The legacy of Danny Cassidy
'A Fervent Melody Struggling to Be Heard'
A professional musician who’d played Carnegie Hall and worked as the opening act for George Carlin, Cassidy was a consummate performer. All his skills were on display that evening. He played the guitar, sang, lectured, read, mixed schtick and scholarship, intimate details of his own family’s immigrant saga and the broad narratives of academic history, transforming what could have been a dry, if enlightening, discourse on an erudite topic into a riveting exploration of the dynamics of slang and its importance to the hybrid soul of our syncretic, kinetic nation.
I was lucky to hear Cassidy on several occasions. Each time he put everything he had into his talk—hard-won insights, artistic craftsmanship, long years of research and teaching, an innate comfort on stage, a Brooklyn-bred contempt for snobbery and pedantry, a love of mongrels, rebels and heretics. As he poured himself into explaining his fascination with the Irish-American experience and what led him to write How the Irish Invented Slang, speaker and subject, like dancer and dance, became one: Cassidy was the Irish-American experience.

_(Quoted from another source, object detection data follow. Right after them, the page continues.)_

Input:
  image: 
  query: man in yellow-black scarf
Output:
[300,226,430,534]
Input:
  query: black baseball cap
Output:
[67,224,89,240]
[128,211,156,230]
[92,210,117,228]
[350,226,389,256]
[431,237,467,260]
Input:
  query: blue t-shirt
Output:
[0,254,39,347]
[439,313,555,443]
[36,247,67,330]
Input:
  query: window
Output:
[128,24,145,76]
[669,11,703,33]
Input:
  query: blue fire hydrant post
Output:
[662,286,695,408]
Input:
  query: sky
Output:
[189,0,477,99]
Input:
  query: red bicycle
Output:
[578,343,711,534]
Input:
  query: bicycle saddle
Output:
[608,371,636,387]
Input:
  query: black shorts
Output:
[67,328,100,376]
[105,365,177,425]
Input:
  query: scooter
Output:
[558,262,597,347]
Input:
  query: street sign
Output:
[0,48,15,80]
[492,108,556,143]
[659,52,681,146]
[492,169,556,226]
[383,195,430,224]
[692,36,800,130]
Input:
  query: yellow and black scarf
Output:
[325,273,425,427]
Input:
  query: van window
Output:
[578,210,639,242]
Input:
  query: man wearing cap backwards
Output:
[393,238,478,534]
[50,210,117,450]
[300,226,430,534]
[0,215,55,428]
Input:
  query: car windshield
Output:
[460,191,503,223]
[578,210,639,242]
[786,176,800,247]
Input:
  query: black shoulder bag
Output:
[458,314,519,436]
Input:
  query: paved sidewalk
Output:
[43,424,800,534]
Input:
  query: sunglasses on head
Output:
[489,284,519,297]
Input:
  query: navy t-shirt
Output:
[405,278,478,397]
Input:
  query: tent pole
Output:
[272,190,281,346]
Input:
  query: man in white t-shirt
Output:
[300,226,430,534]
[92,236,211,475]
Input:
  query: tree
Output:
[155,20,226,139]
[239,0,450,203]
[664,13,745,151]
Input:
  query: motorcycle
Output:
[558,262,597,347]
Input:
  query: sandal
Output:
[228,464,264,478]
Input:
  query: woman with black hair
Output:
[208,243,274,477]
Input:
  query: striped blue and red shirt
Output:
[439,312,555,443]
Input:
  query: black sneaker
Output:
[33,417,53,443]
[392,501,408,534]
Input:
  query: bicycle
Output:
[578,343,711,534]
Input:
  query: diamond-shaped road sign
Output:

His presentation at the State Museum brought him a standing ovation, which was not unusual—I’d seen it happen before—but the special intensity and vehemence of his eloquence suggested to me that Danny Cassidy felt a new urgency in what he was doing. Unfortunately, that urgency wasn’t misplaced. His performance in Albany proved his nunc dimittis. Within three weeks, he was diagnosed with pancreatic cancer. He died at home, in San Francisco, on October 11, 2008, with his beloved wife Clare at his bedside.
After his talk, Cassidy inadvertently left behind the notes he spoke from. When I offered to mail them, he said not to bother. He’d used the plane ride back to the West Coast to distill what he’d said in Albany and was happy with what he had. I not only kept his notes, I studied them, especially the finale, in which Cassidy analyzed the American folk song “Paddy Works the Railway.”
Cassidy devotes several pages in How the Irish Invented Slang to a discussion of the song. The longer he’d thought about the song and the more he’d performed it, he told me, the more crucial he believed it was to grasping the subtlety with which Irish, in what was really a centuries long process, had seeped into English and stayed on the tongues of people who no longer spoke it.
Published under various titles—“Paddy Works on the Erie,” “Poor Paddy Works on the Railway,” etc.—the song appeared in Carl Sandburg’s 1927 collection, American Songbag, and is the seventh song in Alan and John Lomax’s 1934 work, American Ballads and Folk Songs. In How the Irish Invented Slang, Cassidy pointed out that “the song’s lyrics varied widely, with local versions scattered all across the mid-19th century diaspora, New York, Liverpool, San Francisco, Melbourne, wherever Paddy bent his back and laid a track.”